Supermacht auf dem Sprung
Indien erlebt die dritte Wiedergeburt des Nehru-Gandhi-Klans – Partielle Zusammenarbeit mit den USA

Drei Wochen nach der Parlamentswahl in Indien haben sich die politischen Verhältnisse „sortiert“. Der Nehru-Gandhi-Klan konnte seine Machtbasis in dem Land mit fast 1,2 Milliarden Menschen ausbauen und dürfte eine begrenzte Zusammenarbeit mit den USA anstreben. Dem weiteren wirtschaftlichen Aufstieg der Atommacht steht nach dem Ausscheiden der Kommunisten aus der Regierung nichts im Wege.

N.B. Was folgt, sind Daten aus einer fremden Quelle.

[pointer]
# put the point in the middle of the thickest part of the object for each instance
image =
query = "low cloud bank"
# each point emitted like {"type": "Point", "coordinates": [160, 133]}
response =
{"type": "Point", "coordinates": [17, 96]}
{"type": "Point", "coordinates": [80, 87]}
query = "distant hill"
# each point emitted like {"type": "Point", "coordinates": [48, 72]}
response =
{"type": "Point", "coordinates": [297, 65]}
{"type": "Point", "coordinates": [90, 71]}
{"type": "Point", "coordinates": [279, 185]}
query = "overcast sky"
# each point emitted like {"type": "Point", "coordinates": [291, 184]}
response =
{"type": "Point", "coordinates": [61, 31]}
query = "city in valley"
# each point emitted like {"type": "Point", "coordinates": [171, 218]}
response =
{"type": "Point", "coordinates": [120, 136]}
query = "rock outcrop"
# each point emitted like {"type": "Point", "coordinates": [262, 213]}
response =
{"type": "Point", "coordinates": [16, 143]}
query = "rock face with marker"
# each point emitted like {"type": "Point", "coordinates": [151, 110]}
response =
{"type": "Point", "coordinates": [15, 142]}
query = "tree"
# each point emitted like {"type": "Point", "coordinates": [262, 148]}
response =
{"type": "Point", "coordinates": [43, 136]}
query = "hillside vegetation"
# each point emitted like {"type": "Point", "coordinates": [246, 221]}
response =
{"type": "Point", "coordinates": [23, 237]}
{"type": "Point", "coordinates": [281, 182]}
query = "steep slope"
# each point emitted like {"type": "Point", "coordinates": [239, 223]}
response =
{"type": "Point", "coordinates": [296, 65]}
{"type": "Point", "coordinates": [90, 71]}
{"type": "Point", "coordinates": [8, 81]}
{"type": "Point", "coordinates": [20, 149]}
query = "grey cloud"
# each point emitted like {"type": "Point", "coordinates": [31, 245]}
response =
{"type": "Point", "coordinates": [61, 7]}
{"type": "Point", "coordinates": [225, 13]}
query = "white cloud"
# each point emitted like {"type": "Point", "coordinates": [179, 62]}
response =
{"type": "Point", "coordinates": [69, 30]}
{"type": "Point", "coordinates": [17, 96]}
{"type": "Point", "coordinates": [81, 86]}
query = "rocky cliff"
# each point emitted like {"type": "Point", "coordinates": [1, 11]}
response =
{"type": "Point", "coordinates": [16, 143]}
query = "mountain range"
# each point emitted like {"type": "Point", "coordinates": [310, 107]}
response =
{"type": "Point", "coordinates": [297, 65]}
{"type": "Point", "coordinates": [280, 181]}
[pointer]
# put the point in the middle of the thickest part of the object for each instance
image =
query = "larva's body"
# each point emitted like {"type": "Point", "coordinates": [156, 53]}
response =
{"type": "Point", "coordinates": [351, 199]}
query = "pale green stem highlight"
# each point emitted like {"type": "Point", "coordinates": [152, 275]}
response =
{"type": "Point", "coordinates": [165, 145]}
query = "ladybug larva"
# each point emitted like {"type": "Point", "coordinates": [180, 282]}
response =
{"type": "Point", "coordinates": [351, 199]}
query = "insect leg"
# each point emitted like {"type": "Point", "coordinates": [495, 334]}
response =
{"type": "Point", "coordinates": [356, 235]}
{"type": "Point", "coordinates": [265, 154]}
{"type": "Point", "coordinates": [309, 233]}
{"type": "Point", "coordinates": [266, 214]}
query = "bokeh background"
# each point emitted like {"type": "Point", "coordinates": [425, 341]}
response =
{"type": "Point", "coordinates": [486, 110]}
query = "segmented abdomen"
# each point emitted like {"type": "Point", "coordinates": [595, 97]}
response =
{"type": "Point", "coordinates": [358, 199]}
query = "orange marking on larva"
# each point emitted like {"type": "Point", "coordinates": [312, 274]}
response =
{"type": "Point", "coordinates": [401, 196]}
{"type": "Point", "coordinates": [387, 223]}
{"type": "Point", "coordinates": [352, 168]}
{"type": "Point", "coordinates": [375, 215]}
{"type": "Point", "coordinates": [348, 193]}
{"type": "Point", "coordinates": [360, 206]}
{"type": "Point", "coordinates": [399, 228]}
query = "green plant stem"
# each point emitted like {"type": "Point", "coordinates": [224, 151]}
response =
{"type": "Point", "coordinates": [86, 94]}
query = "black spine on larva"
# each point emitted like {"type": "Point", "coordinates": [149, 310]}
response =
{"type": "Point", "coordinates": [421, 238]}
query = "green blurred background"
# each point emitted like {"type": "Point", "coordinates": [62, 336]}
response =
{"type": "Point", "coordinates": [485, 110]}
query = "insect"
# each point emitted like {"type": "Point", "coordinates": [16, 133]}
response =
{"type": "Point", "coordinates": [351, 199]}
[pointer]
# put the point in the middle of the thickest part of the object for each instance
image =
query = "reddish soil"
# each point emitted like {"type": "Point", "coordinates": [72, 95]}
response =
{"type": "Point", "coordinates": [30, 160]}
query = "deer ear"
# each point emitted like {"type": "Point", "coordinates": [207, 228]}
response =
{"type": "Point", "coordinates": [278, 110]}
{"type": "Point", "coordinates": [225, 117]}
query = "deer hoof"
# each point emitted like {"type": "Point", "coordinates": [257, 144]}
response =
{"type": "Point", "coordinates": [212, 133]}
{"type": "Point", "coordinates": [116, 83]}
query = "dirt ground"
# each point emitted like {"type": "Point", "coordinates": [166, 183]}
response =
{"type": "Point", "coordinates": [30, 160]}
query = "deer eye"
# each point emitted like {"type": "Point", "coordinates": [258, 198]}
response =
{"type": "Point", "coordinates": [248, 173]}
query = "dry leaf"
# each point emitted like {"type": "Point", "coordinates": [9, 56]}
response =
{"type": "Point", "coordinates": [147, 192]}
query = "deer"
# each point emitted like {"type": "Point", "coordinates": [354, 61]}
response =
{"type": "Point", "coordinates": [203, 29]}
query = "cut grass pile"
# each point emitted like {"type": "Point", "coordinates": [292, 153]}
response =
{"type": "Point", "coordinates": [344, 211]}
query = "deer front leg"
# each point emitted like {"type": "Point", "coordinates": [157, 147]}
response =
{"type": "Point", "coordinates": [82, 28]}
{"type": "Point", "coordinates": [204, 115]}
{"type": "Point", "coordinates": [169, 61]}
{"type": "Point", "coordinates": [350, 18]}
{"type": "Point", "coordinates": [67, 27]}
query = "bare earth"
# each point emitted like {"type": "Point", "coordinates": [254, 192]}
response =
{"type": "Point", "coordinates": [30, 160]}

Mit überraschender Deutlichkeit setzten die Inder in der Wirtschaftskrise auf Kontinuität. In der größten Wahlentscheidung der Welt ermöglichten 710 Millionen indische Wähler dem regierenden Wahlbündnis „Vereinigte Fortschrittliche Allianz“ der regierenden Kongreßpartei von Premier Manmohan Singh (76) mit beinahe der Hälfte der Parlamentsmandate einen Erdrutschsieg. Der liberale Ökonom Singh hatte die vielfältigen sozialistisch-bürokratischen Verwaltungsbarrieren des schwerfälligen Staatsapparats nach und nach zurück-geschraubt und so die Grundlagen des indischen Industrie- und Technologiewunders der letzten Jahre mit neun Prozent Wachstum pro Jahr gelegt. Die Unterstützung des Wahlsiegers durch Dutzende Unabhängige und Überläufer wird seine parlamentarische Mehrheit sichern. Die großen Wahlverlierer sind die hindunationalistische BJP, die populistischen, oft korrupten Regionalparteien des Vielvölkerstaats und die Kommunisten, die zu Kleinparteien schrumpften.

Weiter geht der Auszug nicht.